You may distribute this software under the terms of Alan U. Kennington's
modified Artistic Licence, as specified in the accompanying LICENCE file.
-----------------------------------------------------------------------------*/
/*------------------------------------------------------------------------------
Functions in this file:
dms2deg
E_dist2
// E_dist
E_dist2_lin
E_dist_lin
// translate
int_rect::
print
real_rect::
positivize
view
rect_int16::
------------------------------------------------------------------------------*/
#include "aksl/geom2.h"
/*------------------------------------------------------------------------------
dms2deg() converts an integer in the form d*10000 + m*100 + s to degrees.
------------------------------------------------------------------------------*/
//----------------------//
// dms2deg //
//----------------------//
double dms2deg(long i) {
double r = (i%100);
i /= 100;
r /= 60;
r += (i%100);
i /= 100;
r /= 60;
return r + i;
} // End of function dms2deg.
/*------------------------------------------------------------------------------
Function E_dist2() calculates distance between two points on the earth,
given the coordinates of the two points, and the radius of the earth
(a "global" constant). Distances in metres, angles in radians!
The formula is (probably):
d = radius_E * sqrt(2*(1 - cos(theta1 - theta0)

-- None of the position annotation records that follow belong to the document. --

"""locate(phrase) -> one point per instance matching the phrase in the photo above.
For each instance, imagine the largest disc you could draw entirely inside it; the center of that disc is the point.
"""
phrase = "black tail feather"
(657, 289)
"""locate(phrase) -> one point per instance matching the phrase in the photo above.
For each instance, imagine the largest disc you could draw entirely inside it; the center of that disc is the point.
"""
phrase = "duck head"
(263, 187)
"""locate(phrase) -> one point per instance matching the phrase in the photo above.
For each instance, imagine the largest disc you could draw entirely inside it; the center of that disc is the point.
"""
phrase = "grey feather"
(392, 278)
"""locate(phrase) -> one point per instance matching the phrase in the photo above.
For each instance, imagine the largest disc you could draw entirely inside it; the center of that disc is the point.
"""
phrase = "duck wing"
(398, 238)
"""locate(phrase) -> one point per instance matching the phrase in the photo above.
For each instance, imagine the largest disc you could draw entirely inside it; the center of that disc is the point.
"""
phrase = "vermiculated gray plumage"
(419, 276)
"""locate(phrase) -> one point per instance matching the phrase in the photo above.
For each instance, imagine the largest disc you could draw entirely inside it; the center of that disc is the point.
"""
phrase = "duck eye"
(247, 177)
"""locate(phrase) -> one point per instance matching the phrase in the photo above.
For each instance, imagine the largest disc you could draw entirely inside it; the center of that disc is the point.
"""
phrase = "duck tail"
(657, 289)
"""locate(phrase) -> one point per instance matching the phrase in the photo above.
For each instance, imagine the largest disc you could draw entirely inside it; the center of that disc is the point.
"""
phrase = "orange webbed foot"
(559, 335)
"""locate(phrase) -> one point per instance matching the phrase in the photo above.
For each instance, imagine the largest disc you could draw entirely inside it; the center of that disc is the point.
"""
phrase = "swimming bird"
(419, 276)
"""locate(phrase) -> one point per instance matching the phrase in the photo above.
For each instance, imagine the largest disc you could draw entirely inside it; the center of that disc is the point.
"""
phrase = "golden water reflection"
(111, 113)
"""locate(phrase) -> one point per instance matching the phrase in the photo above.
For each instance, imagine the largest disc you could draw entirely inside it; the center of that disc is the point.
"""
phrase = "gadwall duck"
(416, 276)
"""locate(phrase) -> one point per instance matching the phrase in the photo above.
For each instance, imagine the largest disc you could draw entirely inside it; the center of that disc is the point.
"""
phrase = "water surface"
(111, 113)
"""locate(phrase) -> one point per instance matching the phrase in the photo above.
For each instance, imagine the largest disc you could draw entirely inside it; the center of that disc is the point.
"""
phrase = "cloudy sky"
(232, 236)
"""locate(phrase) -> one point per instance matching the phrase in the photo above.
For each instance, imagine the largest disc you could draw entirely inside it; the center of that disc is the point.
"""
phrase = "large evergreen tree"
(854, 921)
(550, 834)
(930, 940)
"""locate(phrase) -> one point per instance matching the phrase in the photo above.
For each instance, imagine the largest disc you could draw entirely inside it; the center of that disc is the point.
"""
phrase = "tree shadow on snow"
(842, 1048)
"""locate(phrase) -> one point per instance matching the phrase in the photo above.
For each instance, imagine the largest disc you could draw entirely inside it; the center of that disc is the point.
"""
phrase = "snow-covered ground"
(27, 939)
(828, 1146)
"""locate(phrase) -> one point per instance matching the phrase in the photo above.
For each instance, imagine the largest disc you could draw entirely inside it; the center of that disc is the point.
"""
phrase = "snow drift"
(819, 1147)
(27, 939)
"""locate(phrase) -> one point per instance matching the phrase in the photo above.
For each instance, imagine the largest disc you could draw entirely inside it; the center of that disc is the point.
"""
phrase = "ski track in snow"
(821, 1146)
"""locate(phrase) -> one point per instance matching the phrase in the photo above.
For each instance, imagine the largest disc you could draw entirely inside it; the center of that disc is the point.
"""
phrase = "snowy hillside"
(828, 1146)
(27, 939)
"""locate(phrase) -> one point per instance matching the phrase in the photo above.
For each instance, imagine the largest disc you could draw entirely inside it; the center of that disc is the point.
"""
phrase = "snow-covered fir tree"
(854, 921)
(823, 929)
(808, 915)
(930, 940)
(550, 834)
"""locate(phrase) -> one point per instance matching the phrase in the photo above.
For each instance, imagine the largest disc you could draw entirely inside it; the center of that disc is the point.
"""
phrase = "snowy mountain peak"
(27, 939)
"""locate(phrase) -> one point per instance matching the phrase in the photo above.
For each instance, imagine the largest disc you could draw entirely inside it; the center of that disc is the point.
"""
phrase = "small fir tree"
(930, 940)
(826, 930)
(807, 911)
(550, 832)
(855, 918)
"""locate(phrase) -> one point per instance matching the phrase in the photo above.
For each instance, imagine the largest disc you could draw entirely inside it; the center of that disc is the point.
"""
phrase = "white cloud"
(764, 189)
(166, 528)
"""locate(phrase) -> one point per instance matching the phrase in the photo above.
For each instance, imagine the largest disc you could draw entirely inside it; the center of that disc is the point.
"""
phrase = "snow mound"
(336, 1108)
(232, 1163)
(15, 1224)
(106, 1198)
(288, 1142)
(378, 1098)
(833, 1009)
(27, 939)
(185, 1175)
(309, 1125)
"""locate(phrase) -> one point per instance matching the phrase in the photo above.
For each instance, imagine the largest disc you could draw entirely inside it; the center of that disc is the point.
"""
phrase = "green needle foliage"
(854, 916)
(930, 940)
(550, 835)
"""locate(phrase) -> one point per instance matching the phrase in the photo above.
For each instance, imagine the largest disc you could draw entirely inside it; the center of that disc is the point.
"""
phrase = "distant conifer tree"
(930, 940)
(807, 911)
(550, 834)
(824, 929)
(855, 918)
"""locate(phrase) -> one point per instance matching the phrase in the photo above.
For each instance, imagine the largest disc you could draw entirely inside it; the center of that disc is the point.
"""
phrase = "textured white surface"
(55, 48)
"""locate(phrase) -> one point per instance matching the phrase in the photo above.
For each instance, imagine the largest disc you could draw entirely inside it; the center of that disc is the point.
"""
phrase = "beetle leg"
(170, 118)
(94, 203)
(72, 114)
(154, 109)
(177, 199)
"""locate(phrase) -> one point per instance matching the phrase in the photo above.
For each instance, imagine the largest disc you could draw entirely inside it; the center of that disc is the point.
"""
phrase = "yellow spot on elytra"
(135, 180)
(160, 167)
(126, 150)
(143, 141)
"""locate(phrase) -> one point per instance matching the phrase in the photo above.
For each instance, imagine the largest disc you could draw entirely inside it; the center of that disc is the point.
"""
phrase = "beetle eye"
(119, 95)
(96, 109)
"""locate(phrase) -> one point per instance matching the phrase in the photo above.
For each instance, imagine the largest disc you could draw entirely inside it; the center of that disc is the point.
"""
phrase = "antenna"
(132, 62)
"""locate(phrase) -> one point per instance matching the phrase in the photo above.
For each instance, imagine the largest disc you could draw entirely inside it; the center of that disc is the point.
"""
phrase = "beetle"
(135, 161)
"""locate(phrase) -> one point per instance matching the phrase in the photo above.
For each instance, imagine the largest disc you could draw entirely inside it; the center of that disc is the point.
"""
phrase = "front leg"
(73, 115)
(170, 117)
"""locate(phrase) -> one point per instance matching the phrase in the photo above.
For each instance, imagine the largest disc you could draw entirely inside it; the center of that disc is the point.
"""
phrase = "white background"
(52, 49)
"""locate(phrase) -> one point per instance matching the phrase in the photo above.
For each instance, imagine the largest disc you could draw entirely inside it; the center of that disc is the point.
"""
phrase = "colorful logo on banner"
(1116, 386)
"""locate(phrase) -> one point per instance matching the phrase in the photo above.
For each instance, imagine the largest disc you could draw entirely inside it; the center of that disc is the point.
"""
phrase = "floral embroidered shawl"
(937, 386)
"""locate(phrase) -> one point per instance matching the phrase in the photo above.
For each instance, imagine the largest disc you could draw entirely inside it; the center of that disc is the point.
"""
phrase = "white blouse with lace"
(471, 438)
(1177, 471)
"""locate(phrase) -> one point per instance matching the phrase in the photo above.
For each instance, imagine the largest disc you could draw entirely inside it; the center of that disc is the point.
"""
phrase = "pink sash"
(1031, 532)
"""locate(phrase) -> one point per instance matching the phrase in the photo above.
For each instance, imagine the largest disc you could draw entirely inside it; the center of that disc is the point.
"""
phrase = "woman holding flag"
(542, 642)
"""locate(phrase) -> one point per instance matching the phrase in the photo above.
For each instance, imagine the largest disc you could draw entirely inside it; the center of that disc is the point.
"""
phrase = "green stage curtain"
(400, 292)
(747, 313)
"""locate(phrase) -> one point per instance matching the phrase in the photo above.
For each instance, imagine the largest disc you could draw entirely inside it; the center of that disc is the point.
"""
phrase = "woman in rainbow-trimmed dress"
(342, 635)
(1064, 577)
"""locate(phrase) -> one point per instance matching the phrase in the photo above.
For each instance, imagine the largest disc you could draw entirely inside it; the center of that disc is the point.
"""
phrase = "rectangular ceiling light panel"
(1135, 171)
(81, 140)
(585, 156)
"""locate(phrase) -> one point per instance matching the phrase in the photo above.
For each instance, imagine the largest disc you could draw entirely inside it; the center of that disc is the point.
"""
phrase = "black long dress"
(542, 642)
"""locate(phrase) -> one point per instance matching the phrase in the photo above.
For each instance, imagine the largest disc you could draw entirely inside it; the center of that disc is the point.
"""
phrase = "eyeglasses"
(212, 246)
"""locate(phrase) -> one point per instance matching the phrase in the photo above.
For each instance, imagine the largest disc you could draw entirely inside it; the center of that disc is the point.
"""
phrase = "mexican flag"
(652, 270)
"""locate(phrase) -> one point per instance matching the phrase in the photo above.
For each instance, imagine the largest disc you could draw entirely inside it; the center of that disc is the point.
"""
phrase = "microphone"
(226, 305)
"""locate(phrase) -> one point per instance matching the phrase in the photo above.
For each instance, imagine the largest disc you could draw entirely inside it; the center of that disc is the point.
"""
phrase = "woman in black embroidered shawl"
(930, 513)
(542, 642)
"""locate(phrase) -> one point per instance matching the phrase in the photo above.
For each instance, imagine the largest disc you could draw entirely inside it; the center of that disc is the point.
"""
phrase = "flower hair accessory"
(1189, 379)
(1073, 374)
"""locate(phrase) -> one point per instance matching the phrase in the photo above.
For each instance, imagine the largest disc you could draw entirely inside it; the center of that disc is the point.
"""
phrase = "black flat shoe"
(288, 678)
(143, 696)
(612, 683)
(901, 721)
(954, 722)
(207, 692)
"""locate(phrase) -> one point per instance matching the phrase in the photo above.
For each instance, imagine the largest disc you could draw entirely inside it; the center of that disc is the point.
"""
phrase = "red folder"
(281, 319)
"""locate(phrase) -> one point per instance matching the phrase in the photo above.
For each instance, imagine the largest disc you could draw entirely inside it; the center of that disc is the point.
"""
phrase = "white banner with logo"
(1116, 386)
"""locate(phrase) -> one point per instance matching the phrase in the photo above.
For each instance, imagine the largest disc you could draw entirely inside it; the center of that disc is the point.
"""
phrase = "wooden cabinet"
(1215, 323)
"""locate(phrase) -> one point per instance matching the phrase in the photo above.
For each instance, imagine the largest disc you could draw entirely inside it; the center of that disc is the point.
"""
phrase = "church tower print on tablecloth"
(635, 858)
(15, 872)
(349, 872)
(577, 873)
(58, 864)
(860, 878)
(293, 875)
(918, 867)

+ (1 - cos(phi1 - phi0))*cos(theta0)*cos(theta1)));
------------------------------------------------------------------------------*/
//----------------------//
// E_dist2 //
//----------------------//
double E_dist2(double phi0, double theta0, double phi1, double theta1) {
register double t0 = (1 - cos(phi1 - phi0))*cos(theta1)*cos(theta0);
register double t1 = 1 - cos(theta1 - theta0);
t0 += t1;
t0 += t0;
return R_earth_mean_2 * t0;
} // End of function E_dist2.
/*------------------------------------------------------------------------------
Function E_dist() calculates distance between two points on the earth,
given the coordinates of the two points, and the radius of the earth
(a "global" constant). Distances in metres, angles in radians!
The formula is (probably):
d = radius_E * sqrt(2*(1 - cos(theta1 - theta0)
+ (1 - cos(phi1 - phi0))*cos(theta0)*cos(theta1)));
- - - - - - - - - - - - - - - - - - - - - - - - - - - - - - - - - - - - - - - -
This is commented out because there is an inline function E_dist() which simply
invokes E_dist2, and which therefore avoids duplication of code.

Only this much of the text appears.